誉めたつもりの言葉だったのだが、仙石は苦笑を浮かべるばかりだ。
「克美画伯のような才能はないんでね」
行は小さく吐息をつく。
自分ではそれほど大それた才能の持ち主だとは思っていない。仙石が生み出すものと、自分が描くものと、いったいどれほどの差があるものか。
実際にも、仙石の描く絵は彼自身を象徴しているかのようで、行はとても好きだったから、そんな風に引け目を感じたり、卑屈になったりするのを聞くと、自分のこの想いも侮辱されたような気持ちになる。
仙石が自分の絵を高く評価してくれているのは嬉しいけれど、それほど大げさに奉られるようなものでもない、と思うのだ。
寂しげに笑う仙石の姿を見ていて、行はふと思いついたことがあった。
「クールベは」
「ん?」
「クールベは天使なんて見たことがないから描けない、と言ったらしいな」
仙石がギュスターヴ・クールベの描く海の絵を敬愛していることは、行も知っている。
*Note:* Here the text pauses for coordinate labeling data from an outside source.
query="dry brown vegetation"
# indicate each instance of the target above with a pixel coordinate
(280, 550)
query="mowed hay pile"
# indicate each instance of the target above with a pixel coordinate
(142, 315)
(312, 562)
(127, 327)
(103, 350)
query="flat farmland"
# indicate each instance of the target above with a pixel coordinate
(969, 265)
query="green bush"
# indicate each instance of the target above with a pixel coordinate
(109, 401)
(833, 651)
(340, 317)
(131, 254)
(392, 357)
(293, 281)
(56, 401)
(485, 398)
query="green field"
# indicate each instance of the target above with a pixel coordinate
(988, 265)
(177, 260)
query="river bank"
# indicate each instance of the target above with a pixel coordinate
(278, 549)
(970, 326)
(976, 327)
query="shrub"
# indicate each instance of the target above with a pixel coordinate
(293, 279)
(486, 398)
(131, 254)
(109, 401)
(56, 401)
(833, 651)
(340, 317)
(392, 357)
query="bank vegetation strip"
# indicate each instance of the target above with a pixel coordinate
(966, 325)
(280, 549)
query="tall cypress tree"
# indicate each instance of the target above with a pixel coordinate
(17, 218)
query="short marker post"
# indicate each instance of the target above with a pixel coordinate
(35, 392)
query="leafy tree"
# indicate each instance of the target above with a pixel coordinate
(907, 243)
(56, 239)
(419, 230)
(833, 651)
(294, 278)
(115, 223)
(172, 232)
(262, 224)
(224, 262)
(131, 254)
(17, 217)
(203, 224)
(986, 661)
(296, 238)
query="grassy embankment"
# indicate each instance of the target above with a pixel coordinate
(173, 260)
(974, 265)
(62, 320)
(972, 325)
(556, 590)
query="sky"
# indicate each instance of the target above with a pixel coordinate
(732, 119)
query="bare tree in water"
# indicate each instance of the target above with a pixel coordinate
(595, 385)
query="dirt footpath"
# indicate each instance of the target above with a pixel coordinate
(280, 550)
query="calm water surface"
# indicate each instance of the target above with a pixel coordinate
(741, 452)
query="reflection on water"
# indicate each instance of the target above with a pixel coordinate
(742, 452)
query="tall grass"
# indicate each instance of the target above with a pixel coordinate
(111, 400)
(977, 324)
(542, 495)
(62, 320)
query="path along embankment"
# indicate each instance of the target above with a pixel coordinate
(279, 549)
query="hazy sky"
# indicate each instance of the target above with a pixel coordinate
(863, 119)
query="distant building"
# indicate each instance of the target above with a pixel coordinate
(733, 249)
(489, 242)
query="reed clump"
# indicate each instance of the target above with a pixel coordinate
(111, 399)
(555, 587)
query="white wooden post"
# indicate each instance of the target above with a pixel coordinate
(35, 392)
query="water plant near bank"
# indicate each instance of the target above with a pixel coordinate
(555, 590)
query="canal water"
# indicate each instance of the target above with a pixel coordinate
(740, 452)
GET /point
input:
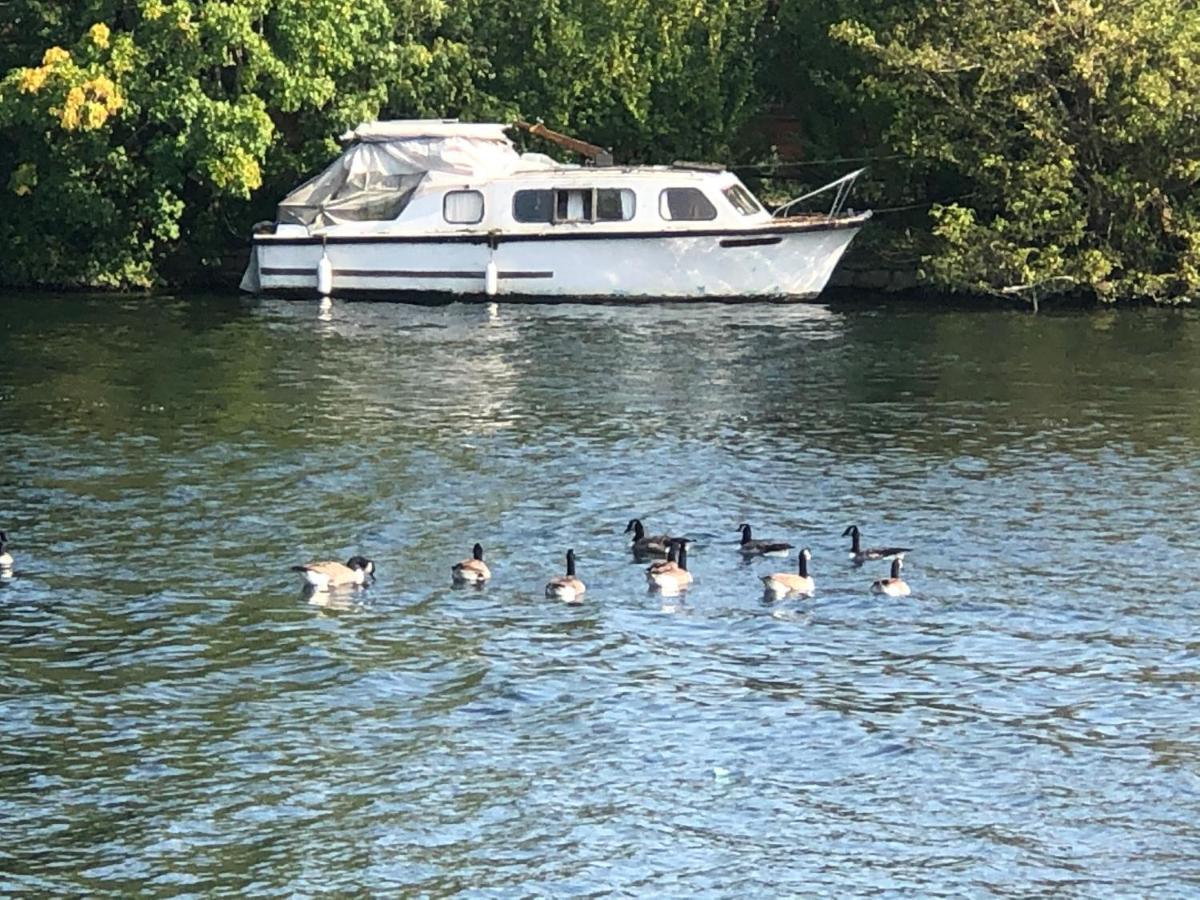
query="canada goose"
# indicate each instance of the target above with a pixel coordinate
(751, 547)
(663, 564)
(567, 587)
(643, 545)
(861, 556)
(336, 575)
(894, 586)
(671, 576)
(781, 583)
(472, 571)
画壇に受け容れらなくとも自分の思う絵を描き続けたクールベは、やはり不器用な仙石とも似ているのではないだろうか。
「あんたに似てるよ」
お世辞ではなく正真正銘、心からの言葉だ。それが仙石にも伝わったらしい。
「よせよ、照れるじゃねえか」
困ったように目を逸らしながらも、まんざらでもない顔になった。
そんな仙石を見つめ、行も思わず微笑みを浮かべるのだった…。